Last, but not least, the quality of any service or product is somewhat associated with its costs. The more it costs, we seem to think the more desirable and valuable it is. This is why, even as business models providing low-cost loans for online courses gain traction, freely available quality educational content is often overlooked. Consequently, fewer students are proactively accessing free educational material to complement their in-class learning experience, eschewing even lectures from tutors hailing from distinguished academic institutions in favour of costlier alternatives.

Why online education must be freed from its shackles
With an estimated 146 days of school shutdowns since the outbreak, students in semi-urban and rural areas, already lagging behind their urban peers in terms of the quality of education and access to learning tools and opportunities, have fallen even further behind.
 
To stakeholders in the Indian education landscape, it becomes clear that this situation must change — and soon. It must begin with a review of the BharatNet initiative to ensure that high-speed internet is available and accessible in all parts of the country. Private telecom operators can also be incentivised to bolster the connectivity infrastructure in underserved regions.
 
It would also help to encourage the participation of corporate players in the online education space. For instance, the government can direct organisations to route a percentage of their CSR spending towards online learning initiatives amongst students hailing from rural and/or underprivileged backgrounds or to provide them with the digital devices they would need to access online learning resources.

Public and private schools, on their part, can adopt free-to-use online tools for teachers to improve the quality and efficacy of education delivered and aid the transition to a digitally-enabled education framework. Government bodies across all levels – national, state or local – can also mandate the inclusion of trusted and free online learning platforms and tools, such as NPTEL or Khan Academy, to complement the academic curricula and classroom-based pedagogy.
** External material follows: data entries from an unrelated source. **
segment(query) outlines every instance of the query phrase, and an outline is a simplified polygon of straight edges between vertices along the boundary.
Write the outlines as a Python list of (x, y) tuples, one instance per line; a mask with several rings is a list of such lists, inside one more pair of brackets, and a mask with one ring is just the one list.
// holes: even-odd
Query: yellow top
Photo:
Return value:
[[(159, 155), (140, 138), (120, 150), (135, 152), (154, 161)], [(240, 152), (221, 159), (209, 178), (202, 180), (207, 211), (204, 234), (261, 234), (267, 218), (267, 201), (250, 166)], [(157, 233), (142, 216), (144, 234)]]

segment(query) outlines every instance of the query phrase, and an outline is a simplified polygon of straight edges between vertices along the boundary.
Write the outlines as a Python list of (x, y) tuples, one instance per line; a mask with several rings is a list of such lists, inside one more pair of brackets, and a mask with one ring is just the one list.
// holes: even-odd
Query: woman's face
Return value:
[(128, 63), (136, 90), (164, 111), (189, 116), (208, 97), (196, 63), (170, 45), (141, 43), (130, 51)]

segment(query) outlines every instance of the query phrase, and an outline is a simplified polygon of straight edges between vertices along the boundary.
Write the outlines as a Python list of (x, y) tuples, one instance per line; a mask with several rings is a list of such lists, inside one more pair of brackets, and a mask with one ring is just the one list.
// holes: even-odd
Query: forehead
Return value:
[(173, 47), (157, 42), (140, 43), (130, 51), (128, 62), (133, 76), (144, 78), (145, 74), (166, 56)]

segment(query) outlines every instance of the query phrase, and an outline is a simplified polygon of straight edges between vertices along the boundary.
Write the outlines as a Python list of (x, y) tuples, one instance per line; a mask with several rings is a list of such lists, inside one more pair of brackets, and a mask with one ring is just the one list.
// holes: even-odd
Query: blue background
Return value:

Awareness campaigns for parents, learners, and educators in rural areas will also be needed to drive the adoption and acceptance of online learning in these regions.

A major knock-on benefit of the shift to online education is the advantage of tech-enabled pedagogy. Till now, teachers have been heroic in their attempts to meet the requirements of the students in their classroom of 30 or more. However, it is challenging for even the most passionate teacher to look after the needs of every student in the classroom. The result? Students are forced to learn at the pace decided by the teacher in view of the classroom average, which leads them to accumulate gaps in their learning journeys. This is where AI and machine learning-driven algorithms that power online learning platforms can step in to enable teachers to provide more personalised and effective learning in their classrooms. More focused interventions from teachers can help students to master the subjects they are studying by enabling them to understand concepts better and engage with ideas more effectively. This will unlock a paradigm shift away from the fixed lockstep model of learning towards mastery-based instruction and practice.  

Dr Martin Luther King, Jr, once said: To go forward, we must look back. And it is of prime importance to look back at the problems that have hindered the adoption of online learning in rural India. After all, until we do so, we cannot break online learning out of its current limitations to which it is currently confined and fulfil the constitutional promise of the right to education by making it more accessible, available and affordable.